Especially it's things like OpenAI Sora, which is their text to video creating device and how much that's impacting, not just creating videos and imaging, but also giving clients the ability to edit those. Lots of conversations around what that means for their business. They didn't come out very enthusiastic about the guide going forward. Lots of conversations around with the analysts about what this means after minutia at the timings at this quarter, next quarter, a lot of concerns that so much of the growth of the year is going to be back-ended into the second half.

Clearly you see the stock reacting, more down 13% as we're going into tape this. The market clearly having some discussions and some hesitations about Adobe, which is the leader in this space. By the way, the stock has done very well over the last year. So I think the most pullback maybe a little ahead of itself and this is some of the pullback we're seeing.

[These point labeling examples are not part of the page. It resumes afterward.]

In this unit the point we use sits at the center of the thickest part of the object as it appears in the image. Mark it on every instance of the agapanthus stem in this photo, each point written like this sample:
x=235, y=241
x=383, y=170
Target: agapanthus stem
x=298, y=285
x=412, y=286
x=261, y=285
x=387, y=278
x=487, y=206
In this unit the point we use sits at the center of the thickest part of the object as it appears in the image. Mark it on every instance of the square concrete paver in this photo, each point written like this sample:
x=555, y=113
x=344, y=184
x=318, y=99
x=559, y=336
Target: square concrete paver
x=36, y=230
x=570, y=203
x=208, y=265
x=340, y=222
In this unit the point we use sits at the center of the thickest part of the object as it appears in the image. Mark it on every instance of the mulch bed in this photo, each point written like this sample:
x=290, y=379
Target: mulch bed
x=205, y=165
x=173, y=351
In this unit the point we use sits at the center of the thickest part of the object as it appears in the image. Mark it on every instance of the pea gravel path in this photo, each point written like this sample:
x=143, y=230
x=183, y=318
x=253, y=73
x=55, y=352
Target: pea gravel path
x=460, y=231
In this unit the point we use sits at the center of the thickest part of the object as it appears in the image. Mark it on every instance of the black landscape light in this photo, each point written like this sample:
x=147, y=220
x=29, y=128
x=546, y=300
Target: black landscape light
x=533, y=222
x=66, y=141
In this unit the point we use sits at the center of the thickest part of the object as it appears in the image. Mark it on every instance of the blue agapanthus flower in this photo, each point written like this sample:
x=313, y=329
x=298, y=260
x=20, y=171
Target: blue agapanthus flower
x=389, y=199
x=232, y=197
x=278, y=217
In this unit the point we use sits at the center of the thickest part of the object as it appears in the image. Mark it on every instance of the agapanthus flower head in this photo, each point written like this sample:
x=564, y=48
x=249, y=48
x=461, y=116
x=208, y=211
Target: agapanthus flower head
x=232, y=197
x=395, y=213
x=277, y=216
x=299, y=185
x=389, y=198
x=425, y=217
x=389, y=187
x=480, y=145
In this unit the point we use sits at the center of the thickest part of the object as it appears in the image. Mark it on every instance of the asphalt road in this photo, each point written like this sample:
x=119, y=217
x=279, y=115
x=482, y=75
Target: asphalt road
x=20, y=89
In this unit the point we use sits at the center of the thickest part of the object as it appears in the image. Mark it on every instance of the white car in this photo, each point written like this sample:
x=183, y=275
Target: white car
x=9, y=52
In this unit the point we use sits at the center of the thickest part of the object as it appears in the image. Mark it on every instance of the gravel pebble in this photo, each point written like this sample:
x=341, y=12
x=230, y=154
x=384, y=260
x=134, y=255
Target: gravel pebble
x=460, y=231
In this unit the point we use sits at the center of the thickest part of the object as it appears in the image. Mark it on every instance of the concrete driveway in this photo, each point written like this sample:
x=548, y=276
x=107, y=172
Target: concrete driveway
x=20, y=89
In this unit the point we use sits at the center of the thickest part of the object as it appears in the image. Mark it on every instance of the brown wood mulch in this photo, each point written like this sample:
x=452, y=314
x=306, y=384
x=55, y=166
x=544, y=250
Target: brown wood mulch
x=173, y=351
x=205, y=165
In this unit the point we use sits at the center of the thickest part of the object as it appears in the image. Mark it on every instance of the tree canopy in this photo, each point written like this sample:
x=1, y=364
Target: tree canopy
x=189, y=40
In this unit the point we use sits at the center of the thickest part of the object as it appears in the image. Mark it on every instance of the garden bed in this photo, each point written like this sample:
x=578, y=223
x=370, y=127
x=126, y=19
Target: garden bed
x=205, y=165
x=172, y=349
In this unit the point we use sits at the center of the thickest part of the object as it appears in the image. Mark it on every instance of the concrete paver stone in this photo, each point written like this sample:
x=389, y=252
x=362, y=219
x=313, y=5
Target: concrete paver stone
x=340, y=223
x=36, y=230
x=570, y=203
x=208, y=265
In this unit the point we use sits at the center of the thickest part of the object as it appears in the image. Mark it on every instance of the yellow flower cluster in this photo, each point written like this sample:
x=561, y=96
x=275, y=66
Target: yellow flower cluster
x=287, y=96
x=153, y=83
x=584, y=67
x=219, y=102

Dylan Lewis: A different story with AI over at Oracle. This is a company that is catching the tailwinds of AI. Matt shares up 10% this week following the company's fiscal Q3 report. Thanks in large part to demand for the company's Cloud offerings.

Matt Argersinger: Absolutely. I mean, if you look at the headlines, revenue up 7%, adjusted EPS up 16%, both better-than-expected, but the two likely reasons, and you hit one of them, the stock has been up so much. First Oracle's remaining performance obligation, RPO, Andy mentioned this for Adobe as well. This is basically sales that Oracle is contractually obligated to fulfill, but hasn't yet quite recognize as revenue or if you're a simple investor like me, it's called backlog.

That's up to 80 billion, up 29% year over year. So that's just revenue growth is going to continue to be fairly robust going forward for Oracle. But the Cloud revenue for Oracle, 25% year over year, Cloud infrastructure business, 49% increase year over year. That's the piece that really competes with the bigger at Cloud providers like AWS, Google Cloud, Microsoft's Azure.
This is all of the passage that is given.